Progressive Hose Lays drills began at 0800. Each team practiced the lays for time. Everyone in the Battalion was complete in approximately one hour. Teams consisted of 2 cadets paired by name alphabetically. They had to perform all steps to advance 500’ of the single jacket 1 ½” hose and complete the tasks within 8 minutes. We began station breakdown once everyone was finished. The hose was washed and brushed with a soft bristled push broom. To help with drying, we placed the sections of hose in a snaking pattern, which is turning the hose on its side to allow maximum dry time.
We were dismissed to hygiene, by Battalion Officer Johns, to get cleaned up from the Duck Pond. We lined up in the breezeway in reverse seat order to get ready to go into the classroom. We walked into our classroom and waited at attention behind our chairs for further instruction from Captain Twitchell and Engineer Tarkany.
At 1000 hours we began studying Wildland Fire Fighter Training S-130. We learned about the different components of the fire and wildland firefighter terms. Captain Twitchell went over fire fighter preparedness including the weight limits of wildland packs and personal gear, and mandatory items such as PPE's, hard hat, and eye protection. He reviewed diet and exercise for fire fighters, and taught the effects of fatigue and dehydration. Next he taught about the Incident Command System and how it’s used in wildland firefighting.
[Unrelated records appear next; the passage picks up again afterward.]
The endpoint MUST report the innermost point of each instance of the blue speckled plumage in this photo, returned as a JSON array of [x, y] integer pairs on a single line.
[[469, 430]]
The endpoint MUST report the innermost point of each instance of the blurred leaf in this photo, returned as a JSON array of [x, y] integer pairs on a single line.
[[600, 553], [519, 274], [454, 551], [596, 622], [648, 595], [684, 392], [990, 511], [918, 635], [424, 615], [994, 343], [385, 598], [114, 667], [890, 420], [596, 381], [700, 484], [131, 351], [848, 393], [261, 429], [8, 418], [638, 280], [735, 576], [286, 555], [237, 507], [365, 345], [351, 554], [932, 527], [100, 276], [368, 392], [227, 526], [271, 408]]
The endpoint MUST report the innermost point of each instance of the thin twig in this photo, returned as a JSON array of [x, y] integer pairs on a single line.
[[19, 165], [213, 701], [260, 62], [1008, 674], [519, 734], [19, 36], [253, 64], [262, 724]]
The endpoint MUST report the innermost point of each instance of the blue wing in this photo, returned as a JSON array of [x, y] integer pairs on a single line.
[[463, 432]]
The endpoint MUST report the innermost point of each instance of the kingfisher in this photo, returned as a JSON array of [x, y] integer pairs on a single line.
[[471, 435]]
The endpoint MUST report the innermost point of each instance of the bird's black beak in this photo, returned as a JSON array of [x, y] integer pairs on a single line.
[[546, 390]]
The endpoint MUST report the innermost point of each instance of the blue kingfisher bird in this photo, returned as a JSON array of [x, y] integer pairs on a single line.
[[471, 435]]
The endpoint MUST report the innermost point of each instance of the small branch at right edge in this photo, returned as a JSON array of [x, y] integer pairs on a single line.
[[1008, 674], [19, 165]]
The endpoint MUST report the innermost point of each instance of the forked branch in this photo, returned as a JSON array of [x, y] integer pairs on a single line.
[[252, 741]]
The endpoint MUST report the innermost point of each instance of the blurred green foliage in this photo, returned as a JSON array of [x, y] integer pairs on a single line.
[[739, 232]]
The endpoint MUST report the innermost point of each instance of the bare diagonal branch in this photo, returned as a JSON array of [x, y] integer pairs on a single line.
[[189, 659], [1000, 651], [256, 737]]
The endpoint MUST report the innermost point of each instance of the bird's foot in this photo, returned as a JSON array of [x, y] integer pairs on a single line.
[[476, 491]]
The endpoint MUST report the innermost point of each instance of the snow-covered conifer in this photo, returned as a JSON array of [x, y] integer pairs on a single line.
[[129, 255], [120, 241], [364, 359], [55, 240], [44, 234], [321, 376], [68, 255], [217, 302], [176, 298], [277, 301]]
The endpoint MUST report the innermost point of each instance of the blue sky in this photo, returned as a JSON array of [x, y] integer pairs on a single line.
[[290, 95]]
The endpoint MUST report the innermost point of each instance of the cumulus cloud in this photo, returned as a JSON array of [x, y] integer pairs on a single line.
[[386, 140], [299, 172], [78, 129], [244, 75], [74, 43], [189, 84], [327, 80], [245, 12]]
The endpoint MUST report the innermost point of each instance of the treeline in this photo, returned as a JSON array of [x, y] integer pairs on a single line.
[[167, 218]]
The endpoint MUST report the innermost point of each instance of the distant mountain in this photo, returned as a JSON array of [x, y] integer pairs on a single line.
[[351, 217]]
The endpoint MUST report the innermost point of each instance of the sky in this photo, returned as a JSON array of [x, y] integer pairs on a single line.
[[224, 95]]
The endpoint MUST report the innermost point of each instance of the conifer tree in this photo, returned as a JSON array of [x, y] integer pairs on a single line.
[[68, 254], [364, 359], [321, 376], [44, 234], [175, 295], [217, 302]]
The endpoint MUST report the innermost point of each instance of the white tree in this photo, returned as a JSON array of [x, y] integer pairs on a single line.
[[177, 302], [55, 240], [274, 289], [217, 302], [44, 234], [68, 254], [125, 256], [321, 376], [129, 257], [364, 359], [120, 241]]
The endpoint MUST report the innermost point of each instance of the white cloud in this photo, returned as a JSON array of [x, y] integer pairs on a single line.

Engineer Tarkany discussed resource types for crews and equipment and their specific responsibilities on a fire incident. Hand crews, engine crews, and helitack crews were all researched. She went over the risk management process, fire orders and watch out situations, called the 10s and 18s. We used our IRPG to reference topics she was discussing.
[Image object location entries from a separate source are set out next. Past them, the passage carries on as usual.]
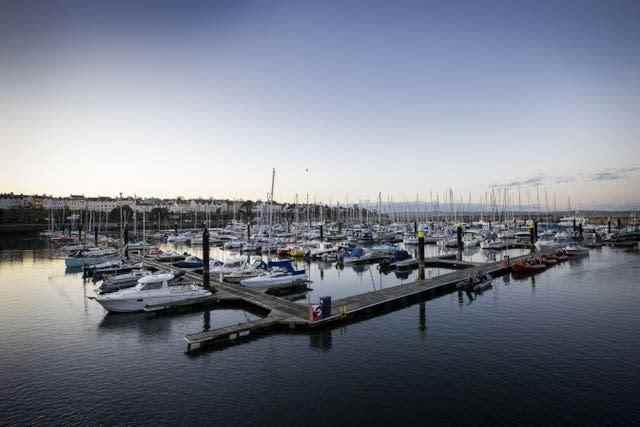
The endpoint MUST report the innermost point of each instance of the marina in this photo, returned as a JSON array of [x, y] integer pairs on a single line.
[[281, 213]]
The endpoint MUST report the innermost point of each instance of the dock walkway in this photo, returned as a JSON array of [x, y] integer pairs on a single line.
[[283, 313]]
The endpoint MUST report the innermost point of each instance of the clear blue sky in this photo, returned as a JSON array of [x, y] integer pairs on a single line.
[[204, 98]]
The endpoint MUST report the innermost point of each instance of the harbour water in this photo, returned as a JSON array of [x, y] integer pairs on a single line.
[[558, 348]]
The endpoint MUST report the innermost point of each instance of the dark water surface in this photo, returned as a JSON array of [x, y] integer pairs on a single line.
[[561, 349]]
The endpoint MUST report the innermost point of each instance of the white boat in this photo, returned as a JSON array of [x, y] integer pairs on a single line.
[[322, 250], [247, 271], [151, 290], [276, 278], [139, 245], [91, 257], [410, 240], [559, 241], [233, 244], [496, 245], [121, 281]]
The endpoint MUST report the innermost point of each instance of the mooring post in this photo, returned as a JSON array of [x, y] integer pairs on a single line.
[[126, 243], [421, 247], [460, 244], [205, 257], [207, 320]]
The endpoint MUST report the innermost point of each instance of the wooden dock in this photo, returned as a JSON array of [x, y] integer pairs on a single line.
[[285, 314]]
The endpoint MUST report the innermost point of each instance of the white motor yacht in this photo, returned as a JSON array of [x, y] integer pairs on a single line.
[[154, 289]]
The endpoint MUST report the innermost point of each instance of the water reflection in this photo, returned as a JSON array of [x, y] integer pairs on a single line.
[[321, 340]]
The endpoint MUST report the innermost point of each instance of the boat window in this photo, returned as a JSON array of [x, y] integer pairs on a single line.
[[151, 285]]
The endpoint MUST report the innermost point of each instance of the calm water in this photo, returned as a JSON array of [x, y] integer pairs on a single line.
[[563, 349]]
After a one hour lunch, we met back in the classroom and continued our lessons on Wildland Fire Fighter Training S-130. Captain Twitchell and Engineer Tarkany team taught us about LCES, fire shelters, equipment use and inspections, suppression techniques, potential hazards and the human factors that play a role on the fire line, . We studied the 30 Mile Fire, where firefighter deaths could have been prevented had proper LCES and communication in place.
Captain Crudo administered the S-130 exam at approximately 1600 hours. An unstructured release followed, meaning as cadets finished the exam and after colors were lowered, cadets were free to informally dismiss.